Junhyung terlihat terbaring dengan lemah sambil memegang telepon. Sebenarnya ia sedang tidur , tapi karena ada telepon berbunyi ia bangun. Karena kecapean kruang tidur , Junhyung tampak hari ini kurang enak badan.

Ia mendapat sedikit demam. Dan tidak ada member di dormnya , semua member tampak ada pekerjaan masing – masing. Dengan badan lemas Junhyung menuju dapur untuk minum obat.

Disaat seperti ini Junhyung benar – benar rindu akan ommanya. Sakit adalah hal yang membuatnya makin lemah , ia menjadi semakin cengeng. Junhyung berjalan menuju papan sekejul , dimana sekejul member lain ditempel disituh.

Hari ini yang pulang paling cepat Hyunseung dan Sobbie. Untunglah , itu tidak akan lama lagi. Semoga mereka pulang cepat , karena disaat sakit seperti ini dan hanya sendirian di dorm benar – benar membuat Junhyung sangat amat kesepian.

Jiyeon POV

Siaran terakhir dengan Eunhyuk dan Leeuteuk  benar – benar membuat cerita sendiri. Tidak hanya keluarga besar Sukira yang sedih , para fans juga ikut sedih. Jiyeon sempat melihat banyak fans yang menonton menangis.

Leeuteuk dan Eunhyuk pun menangis , Donghae yang merupakan pecintai acara Sukira datang hari itu. Tidak hanya Donghae , beberapa teman dekat Leeuteuk dan Eunhyukpun datang untuk memberi dukungan.

“Kudengar kau sudah putus denganya?”Tanya Donghae setengah berbisik.

“Kau tau dari mana?”Tanya Jiyeon kaget.

“Kau tidak tahu? Eunhyuk membicarakan itu dengan kami semua.”

“Jadi kalian semua tahu???”

Donghae menggangguk. Jiyeon tampak kesal , tapi tidak bisa berbicara banyak. Yah memang member SJ juga tahu perilah hubunganya dengan Kikwang. Tidak begitu banyak yang tahu mengenai hubungannya dengan Kikwang , hanya  crew Sukira dan juga member SJ.
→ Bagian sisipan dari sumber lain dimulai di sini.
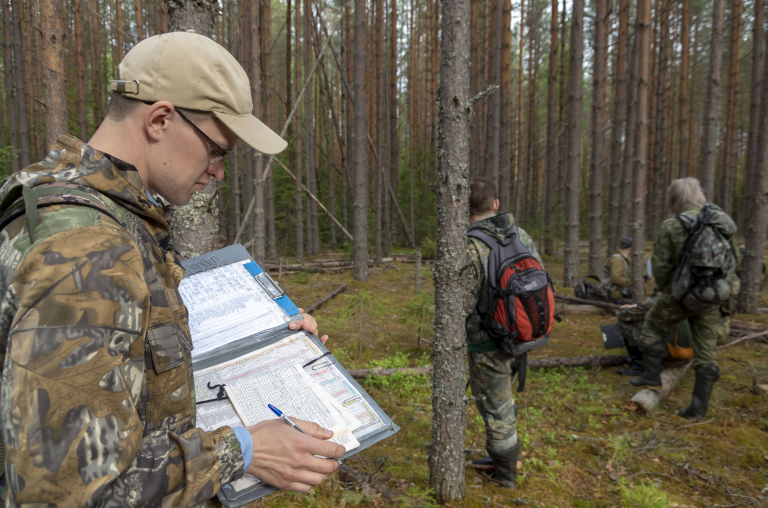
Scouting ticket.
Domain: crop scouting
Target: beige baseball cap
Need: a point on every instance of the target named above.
(193, 72)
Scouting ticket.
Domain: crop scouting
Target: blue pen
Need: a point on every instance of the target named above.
(292, 424)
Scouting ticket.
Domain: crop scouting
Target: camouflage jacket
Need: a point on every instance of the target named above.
(97, 401)
(668, 251)
(498, 226)
(616, 277)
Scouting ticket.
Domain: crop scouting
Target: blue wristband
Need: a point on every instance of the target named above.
(246, 445)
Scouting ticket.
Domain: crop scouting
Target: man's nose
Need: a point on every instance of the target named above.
(216, 170)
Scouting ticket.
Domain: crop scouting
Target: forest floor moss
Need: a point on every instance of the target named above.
(581, 446)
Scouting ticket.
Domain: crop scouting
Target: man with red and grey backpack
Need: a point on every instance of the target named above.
(511, 308)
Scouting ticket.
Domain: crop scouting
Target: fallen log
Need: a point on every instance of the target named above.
(534, 363)
(645, 401)
(325, 300)
(742, 339)
(581, 301)
(351, 475)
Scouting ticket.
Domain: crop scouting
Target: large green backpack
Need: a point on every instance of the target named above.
(704, 279)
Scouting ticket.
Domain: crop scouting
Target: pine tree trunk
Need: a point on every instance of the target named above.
(598, 138)
(753, 150)
(140, 23)
(712, 104)
(494, 103)
(551, 171)
(194, 226)
(10, 89)
(313, 235)
(626, 210)
(657, 194)
(571, 258)
(757, 214)
(360, 141)
(299, 136)
(682, 132)
(641, 146)
(21, 93)
(692, 127)
(56, 123)
(446, 460)
(621, 70)
(731, 155)
(505, 95)
(82, 114)
(394, 148)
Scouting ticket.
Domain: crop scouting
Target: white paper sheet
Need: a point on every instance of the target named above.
(226, 304)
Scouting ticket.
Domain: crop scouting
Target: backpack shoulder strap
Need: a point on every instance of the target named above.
(59, 193)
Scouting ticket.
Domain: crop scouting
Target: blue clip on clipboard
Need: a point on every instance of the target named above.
(228, 496)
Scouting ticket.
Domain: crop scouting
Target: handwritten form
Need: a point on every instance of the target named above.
(274, 372)
(224, 304)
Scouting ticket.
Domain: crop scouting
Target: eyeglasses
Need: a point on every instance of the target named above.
(219, 151)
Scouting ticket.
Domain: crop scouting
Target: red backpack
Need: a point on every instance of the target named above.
(520, 309)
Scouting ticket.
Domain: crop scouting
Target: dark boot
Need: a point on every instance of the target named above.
(506, 468)
(706, 377)
(651, 376)
(635, 362)
(485, 461)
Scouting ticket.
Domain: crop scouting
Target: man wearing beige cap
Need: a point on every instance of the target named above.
(96, 404)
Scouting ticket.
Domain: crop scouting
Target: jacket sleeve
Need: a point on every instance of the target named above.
(616, 266)
(474, 279)
(74, 364)
(662, 261)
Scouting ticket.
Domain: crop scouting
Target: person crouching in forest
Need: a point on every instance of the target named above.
(616, 279)
(491, 371)
(694, 265)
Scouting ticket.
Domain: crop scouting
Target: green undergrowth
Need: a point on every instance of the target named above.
(582, 445)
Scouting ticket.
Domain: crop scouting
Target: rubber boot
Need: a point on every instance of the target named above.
(635, 362)
(651, 376)
(706, 377)
(506, 468)
(485, 461)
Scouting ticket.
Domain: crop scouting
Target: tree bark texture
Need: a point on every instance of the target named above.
(10, 88)
(756, 90)
(446, 462)
(360, 142)
(598, 138)
(730, 155)
(757, 214)
(621, 71)
(80, 58)
(18, 72)
(313, 234)
(641, 145)
(194, 226)
(682, 131)
(551, 156)
(712, 104)
(299, 136)
(571, 258)
(54, 78)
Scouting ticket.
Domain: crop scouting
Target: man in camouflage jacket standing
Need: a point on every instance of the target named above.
(97, 405)
(685, 197)
(491, 371)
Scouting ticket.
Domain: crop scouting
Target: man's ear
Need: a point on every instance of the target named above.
(156, 119)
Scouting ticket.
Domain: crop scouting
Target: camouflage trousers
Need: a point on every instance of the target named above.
(705, 329)
(491, 375)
“Kenapa kau memutuskannya? Aku pikir kau dan dia akan bertahan lama.” Komentar Donghae

“Aku hanya lelah.” Jelas Jiyeon apa adanya

“Apa benar karena lelah? Atau karena gosip yang sekarang sedang beredar?”
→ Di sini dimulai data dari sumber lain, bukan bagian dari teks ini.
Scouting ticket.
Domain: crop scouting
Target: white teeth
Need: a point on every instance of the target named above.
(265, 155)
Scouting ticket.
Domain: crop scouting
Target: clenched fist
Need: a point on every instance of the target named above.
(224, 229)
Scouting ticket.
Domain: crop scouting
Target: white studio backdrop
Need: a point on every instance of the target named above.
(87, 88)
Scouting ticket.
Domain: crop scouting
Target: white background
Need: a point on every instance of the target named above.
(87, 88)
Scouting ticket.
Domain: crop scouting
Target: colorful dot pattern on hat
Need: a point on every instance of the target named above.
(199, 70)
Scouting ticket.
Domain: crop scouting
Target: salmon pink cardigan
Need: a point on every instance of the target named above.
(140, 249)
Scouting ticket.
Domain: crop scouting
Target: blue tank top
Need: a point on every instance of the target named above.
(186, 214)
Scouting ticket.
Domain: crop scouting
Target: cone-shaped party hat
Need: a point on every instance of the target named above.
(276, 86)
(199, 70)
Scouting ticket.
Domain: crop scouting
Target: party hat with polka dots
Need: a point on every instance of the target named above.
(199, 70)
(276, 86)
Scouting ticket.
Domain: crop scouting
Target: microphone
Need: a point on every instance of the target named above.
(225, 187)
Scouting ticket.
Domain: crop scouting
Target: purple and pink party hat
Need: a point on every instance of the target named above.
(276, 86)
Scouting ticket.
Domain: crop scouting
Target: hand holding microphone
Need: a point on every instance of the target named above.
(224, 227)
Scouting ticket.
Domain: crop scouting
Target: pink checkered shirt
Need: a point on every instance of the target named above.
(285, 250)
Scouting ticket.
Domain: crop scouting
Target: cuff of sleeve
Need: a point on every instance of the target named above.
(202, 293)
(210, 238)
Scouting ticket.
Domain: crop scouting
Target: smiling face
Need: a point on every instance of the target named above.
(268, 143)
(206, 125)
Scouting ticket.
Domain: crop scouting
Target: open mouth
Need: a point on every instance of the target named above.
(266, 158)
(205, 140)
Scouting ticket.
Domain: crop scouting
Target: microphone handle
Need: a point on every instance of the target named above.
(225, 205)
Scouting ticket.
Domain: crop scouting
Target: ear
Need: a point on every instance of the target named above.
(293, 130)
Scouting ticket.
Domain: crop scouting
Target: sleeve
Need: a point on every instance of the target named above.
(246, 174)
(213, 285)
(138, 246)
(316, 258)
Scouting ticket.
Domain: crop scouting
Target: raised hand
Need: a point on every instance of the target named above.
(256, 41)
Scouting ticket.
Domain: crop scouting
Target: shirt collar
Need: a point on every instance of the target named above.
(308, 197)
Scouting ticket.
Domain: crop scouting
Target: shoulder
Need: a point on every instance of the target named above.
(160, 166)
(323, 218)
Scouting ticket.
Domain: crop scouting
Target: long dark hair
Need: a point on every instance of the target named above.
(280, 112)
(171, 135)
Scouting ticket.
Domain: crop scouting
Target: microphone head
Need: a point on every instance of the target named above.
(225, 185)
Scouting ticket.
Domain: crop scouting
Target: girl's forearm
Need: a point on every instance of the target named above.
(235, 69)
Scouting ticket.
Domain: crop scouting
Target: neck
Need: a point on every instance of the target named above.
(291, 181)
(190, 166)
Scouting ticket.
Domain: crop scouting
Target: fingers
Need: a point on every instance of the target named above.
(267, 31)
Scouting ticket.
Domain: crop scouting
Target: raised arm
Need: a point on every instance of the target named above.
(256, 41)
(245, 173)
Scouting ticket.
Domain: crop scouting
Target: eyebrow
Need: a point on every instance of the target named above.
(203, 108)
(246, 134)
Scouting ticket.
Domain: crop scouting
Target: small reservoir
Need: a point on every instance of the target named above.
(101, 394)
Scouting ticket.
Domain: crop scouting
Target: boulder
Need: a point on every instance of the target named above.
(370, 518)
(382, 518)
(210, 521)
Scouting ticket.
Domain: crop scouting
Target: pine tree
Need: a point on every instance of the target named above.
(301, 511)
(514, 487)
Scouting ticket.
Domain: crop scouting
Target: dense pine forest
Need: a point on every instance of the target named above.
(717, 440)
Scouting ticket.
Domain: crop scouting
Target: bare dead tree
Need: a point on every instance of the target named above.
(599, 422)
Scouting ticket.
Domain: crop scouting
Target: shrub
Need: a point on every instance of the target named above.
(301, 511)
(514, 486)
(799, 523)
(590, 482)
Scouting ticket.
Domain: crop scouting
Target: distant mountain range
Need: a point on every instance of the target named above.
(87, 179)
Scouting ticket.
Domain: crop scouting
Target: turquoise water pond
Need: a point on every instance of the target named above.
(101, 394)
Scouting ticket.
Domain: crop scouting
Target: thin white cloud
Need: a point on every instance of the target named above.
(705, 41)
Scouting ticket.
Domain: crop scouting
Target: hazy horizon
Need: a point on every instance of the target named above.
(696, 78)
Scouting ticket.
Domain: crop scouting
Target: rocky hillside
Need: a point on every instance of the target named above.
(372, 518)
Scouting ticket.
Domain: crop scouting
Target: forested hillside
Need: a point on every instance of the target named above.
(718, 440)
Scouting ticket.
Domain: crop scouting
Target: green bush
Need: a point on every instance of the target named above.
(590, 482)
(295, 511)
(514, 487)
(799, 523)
“Gosip? Gosip tentang apa?”

“Kau tidak tahu? Rumornya Kikwang sekarang sering jalan dengan Ji Ah di film drama terbarunya. Memang sich itu hanya rumor , tapi kemarin temanku melihat mereka jalan bareng berdua , kukira karena hal itu kau putus denganya.”

“Tidak , aku tidak tahu mengenai rumor itu. Aku tidak punya banyak waktu untuk menonton gosip – gosip seperti itu. Aku disibukan dengan urusan kuliah dan pekerjaan , mana aku tahu soal begituan.”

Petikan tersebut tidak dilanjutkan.